User code constructs a gemm::GemmRequest<T> (or grouped / conv equivalent) and forwards it to a actor::CutlassActor. The actor builds a small .cu translation unit that #includes the vendored CUTLASS headers (under crates/atomr-accel-cutlass/cutlass/include/) and instantiates the requested template, then hands the source to atomr_accel_cuda::kernel::NvrtcActor for compilation. Compilation cost is amortized via the per-arch disk cache that NvrtcActor already maintains and via the in-process plan_cache::PlanCache keyed by (template_id, shape, dtype, arch).

§Strategy B (`cutlass-prebuilt` feature — nvcc at build time)
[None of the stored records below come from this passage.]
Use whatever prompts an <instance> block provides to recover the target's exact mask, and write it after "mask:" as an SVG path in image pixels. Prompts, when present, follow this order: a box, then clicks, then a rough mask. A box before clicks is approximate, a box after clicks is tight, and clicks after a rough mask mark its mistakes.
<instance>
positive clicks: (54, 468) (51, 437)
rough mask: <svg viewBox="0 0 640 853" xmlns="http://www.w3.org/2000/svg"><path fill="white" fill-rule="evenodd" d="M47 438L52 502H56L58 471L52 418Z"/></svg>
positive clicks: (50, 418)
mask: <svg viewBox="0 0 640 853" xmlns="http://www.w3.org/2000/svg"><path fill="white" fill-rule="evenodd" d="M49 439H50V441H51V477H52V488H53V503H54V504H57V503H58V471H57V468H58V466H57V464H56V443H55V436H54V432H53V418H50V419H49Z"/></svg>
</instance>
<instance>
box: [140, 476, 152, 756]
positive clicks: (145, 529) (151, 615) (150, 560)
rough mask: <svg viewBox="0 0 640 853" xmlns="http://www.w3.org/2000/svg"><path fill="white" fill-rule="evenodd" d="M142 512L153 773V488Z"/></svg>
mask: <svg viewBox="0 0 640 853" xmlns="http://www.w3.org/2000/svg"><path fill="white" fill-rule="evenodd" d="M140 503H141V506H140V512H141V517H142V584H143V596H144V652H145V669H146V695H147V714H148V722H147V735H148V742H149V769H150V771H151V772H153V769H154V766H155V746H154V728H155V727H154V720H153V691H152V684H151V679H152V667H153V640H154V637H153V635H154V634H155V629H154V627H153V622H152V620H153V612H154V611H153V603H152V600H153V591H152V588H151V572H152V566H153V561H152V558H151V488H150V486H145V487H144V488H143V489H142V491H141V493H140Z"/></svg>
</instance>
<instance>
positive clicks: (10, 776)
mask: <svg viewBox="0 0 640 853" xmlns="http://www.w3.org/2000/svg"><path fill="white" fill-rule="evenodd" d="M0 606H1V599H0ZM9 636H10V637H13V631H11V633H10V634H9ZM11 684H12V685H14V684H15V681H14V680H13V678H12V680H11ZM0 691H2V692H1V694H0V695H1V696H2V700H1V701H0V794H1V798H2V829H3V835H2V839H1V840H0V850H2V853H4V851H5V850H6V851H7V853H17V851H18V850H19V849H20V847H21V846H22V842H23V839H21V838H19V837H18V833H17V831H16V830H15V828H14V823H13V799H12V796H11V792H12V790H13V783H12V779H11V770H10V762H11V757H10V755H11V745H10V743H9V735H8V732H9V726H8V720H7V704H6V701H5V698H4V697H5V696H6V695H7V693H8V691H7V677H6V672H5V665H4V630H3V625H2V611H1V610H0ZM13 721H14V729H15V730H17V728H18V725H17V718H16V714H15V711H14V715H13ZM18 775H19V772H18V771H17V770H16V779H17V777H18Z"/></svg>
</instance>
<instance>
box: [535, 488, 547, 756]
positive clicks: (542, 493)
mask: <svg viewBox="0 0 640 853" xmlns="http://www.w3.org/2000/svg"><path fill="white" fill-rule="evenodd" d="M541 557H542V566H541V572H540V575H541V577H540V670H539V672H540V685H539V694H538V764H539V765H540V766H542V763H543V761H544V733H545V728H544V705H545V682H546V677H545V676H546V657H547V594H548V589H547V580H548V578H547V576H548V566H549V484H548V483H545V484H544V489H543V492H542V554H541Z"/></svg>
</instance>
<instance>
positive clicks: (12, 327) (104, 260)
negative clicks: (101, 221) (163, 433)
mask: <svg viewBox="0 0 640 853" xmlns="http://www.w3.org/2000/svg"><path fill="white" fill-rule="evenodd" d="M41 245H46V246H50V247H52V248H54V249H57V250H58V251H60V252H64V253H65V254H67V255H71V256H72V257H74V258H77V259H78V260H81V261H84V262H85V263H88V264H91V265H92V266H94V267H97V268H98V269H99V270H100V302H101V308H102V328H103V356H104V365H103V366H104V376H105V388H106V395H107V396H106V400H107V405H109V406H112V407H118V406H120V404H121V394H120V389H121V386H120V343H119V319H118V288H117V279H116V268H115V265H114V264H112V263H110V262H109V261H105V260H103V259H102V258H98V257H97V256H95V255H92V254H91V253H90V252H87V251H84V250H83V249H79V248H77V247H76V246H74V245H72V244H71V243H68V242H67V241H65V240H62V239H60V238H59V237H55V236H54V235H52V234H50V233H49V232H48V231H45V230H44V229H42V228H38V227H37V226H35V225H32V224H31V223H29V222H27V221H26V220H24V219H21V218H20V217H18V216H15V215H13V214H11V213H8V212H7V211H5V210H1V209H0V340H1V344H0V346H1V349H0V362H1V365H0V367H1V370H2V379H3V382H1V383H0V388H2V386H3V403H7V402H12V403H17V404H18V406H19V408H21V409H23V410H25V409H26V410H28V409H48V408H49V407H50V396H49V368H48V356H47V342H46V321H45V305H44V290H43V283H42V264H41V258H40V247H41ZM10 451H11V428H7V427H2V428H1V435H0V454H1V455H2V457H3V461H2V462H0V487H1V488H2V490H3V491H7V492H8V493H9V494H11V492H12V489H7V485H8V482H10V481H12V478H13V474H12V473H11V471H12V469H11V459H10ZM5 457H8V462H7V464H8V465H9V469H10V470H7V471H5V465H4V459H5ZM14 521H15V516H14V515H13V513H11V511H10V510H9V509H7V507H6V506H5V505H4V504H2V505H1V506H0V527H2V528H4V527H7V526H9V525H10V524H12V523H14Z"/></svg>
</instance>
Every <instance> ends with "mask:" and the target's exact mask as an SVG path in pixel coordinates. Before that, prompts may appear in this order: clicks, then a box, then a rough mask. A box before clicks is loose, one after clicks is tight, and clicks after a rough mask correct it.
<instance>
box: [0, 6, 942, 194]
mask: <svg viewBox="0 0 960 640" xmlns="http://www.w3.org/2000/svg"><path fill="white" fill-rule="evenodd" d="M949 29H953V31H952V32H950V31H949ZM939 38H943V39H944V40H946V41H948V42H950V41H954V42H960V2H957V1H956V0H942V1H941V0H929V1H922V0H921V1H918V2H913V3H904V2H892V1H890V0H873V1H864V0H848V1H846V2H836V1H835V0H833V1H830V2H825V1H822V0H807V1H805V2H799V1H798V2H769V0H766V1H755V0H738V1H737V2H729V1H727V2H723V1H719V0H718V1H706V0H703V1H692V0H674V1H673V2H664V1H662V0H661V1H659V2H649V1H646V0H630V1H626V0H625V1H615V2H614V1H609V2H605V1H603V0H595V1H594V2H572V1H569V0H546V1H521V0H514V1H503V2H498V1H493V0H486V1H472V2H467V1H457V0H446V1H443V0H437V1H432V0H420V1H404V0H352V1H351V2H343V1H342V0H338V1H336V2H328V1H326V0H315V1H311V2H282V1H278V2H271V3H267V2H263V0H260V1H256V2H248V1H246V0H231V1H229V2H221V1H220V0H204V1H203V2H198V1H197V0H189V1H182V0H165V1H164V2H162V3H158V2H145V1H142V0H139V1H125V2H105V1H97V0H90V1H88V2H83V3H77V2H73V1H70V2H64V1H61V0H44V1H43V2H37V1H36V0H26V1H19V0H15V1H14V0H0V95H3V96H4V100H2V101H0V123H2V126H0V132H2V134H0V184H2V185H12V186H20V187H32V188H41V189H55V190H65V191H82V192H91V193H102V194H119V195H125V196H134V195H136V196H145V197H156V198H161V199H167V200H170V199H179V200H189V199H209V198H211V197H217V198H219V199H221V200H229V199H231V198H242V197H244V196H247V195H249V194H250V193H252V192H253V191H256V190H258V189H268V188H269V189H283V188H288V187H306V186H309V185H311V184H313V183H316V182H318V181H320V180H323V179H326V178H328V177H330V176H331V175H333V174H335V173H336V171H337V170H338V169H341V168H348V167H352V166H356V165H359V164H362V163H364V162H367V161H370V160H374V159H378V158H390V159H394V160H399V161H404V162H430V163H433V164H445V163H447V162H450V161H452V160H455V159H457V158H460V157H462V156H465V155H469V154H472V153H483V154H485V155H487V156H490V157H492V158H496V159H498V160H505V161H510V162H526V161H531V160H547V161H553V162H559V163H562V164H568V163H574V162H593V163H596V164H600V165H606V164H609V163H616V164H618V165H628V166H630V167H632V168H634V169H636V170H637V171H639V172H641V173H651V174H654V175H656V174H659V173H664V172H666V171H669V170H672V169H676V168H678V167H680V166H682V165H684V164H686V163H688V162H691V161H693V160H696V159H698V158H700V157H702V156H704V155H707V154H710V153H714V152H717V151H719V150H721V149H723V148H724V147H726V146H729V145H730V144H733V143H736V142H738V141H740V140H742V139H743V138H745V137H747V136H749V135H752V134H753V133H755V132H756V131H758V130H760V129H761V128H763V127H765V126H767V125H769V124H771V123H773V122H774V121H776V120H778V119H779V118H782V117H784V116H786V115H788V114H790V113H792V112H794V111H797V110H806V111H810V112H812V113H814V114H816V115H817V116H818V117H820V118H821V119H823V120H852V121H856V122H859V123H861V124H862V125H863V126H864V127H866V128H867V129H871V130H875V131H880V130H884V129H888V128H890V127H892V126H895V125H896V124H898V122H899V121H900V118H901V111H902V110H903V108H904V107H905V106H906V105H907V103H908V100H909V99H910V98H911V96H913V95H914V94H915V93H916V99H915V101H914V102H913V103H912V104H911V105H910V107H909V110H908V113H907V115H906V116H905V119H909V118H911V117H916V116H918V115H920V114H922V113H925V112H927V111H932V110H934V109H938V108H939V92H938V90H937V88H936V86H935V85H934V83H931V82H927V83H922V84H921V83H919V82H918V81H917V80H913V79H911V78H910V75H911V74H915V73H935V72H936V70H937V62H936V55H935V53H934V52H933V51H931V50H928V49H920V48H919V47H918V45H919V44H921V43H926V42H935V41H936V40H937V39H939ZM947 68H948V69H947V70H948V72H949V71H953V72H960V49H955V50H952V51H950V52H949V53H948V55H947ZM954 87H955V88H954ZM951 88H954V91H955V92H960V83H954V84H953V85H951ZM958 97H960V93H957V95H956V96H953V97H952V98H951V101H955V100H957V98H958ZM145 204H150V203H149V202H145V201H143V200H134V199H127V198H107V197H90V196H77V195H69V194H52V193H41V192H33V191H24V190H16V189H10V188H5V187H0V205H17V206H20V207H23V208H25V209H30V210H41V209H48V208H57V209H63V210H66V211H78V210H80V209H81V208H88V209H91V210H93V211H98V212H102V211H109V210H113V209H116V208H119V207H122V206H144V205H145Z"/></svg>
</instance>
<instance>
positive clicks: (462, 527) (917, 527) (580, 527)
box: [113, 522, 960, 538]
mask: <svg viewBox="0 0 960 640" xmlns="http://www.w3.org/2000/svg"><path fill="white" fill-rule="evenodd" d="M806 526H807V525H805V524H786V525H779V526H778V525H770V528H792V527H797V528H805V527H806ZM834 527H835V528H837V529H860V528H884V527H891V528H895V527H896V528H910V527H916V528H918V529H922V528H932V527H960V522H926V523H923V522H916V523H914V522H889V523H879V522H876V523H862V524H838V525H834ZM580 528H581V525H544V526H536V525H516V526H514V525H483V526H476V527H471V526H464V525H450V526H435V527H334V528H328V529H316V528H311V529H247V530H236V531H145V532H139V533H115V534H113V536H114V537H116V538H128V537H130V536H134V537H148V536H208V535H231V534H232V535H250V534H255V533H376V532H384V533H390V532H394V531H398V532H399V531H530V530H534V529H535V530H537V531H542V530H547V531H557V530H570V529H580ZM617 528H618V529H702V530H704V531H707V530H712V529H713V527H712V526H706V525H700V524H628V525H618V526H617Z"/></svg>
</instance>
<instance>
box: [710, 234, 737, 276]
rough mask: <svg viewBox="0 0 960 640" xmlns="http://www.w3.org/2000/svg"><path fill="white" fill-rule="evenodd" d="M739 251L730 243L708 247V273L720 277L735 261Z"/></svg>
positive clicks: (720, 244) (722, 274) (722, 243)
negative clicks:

build.rs walks a generator that emits a static library of pre-instantiated kernels for a fixed (op × dtype × arch) matrix. When the feature is OFF the build.rs is a no-op probe so the crate still builds on hosts without nvcc. The contract for Strategy B is documented in [build.rs] and in the crate README — full implementation is a follow-up; we wire the toggle and the empty hooks here.

§Coverage

op	dtype	arch
GEMM	fp32, fp16, bf16	sm_80, sm_86, sm_89
GEMM	fp8 e4m3 / e5m2	sm_89, sm_90a, sm_100
GEMM	fp4 e2m1	sm_100, sm_120
grouped GEMM	fp16, bf16, fp8	sm_90a, sm_100
conv2d fwd / dgrad / wgrad (implicit-GEMM)	fp16, bf16, fp32, fp8	sm_80, sm_86, sm_89, sm_90a

Compute targets: Ampere (sm_80, fp16/bf16/fp32), Hopper (sm_90a, fp8 e4m3/e5m2 + fp16/bf16, persistent kernels), Blackwell (sm_100, fp8/fp4 + EVT).

§Crate layout

crates/atomr-accel-cutlass/
├── Cargo.toml
├── cutlass/                  # vendored CUTLASS headers (BSD-3-Clause)
├── include/                  # local template adapters
├── build.rs                  # gated on cutlass-prebuilt feature
├── examples/
│   ├── cutlass_gemm_fp8.rs
│   └── cutlass_grouped_gemm.rs
└── src/
    ├── lib.rs                # CutlassActor, CutlassMsg, props
    ├── actor.rs              # actor surface
    ├── gemm.rs               # GemmRequest<T>, CutlassGemmDispatch
    ├── grouped_gemm.rs       # GroupedGemmRequest<T>
    ├── conv.rs               # ConvFwd / Dgrad / Wgrad requests
    ├── evt.rs                # EpilogueVisitorTree builder
    ├── plan_cache.rs         # template plan cache
    └── kernels/              # generated .cu sources at runtime

Re-exports§

pub use actor::CutlassActor;
pub use actor::CutlassInner;
pub use actor::CutlassMsg;
pub use conv::ConvDgradRequest;
pub use conv::ConvFwdRequest;
pub use conv::ConvLayout;
pub use conv::ConvShape;
pub use conv::ConvWgradRequest;
pub use conv::CutlassConvDispatch;
pub use dtype::is_fp4_supported;
pub use dtype::is_fp8_supported;
pub use dtype::is_supported_for;
pub use dtype::CutlassDtype;
pub use dtype::GemmSupported;
pub use dtype::SmArch;
pub use gemm::CutlassGemmDispatch;
pub use gemm::GemmEpilogue;
pub use gemm::GemmLayout;
pub use gemm::GemmRequest;
pub use gemm::GemmShape;
pub use gemm::RefitMsg;
pub use plan_cache::PlanCache;
pub use plan_cache::PlanKey;

Modules§

actor: CutlassActor — host-side dispatcher for CUTLASS template instantiations.
conv: Implicit-GEMM convolution requests.
dtype: Local dtype enum used by CUTLASS template messages.
gemm: GEMM template request and dispatch surface.
plan_cache: Plan cache: in-process LRU keyed by template instantiation identity. Backs the CutlassActor so that repeated GEMM messages with identical (template_id, shape, dtype, arch) skip both the Rust-side template render and the NVRTC compile.

Functions§

props: Convenience: build a CutlassActor props value. Mirrors the props constructors used by the rest of atomr-accel-cuda so downstream code can write system.actor_of(atomr_accel_cutlass::props(...), "cutlass").
version: Entry point used by the cutlass cargo feature on atomr-accel-cuda. Returns the human-readable crate version string. Exposed for completeness so that downstream re-exports can version-pin against the cutlass crate without an extra cargo metadata call.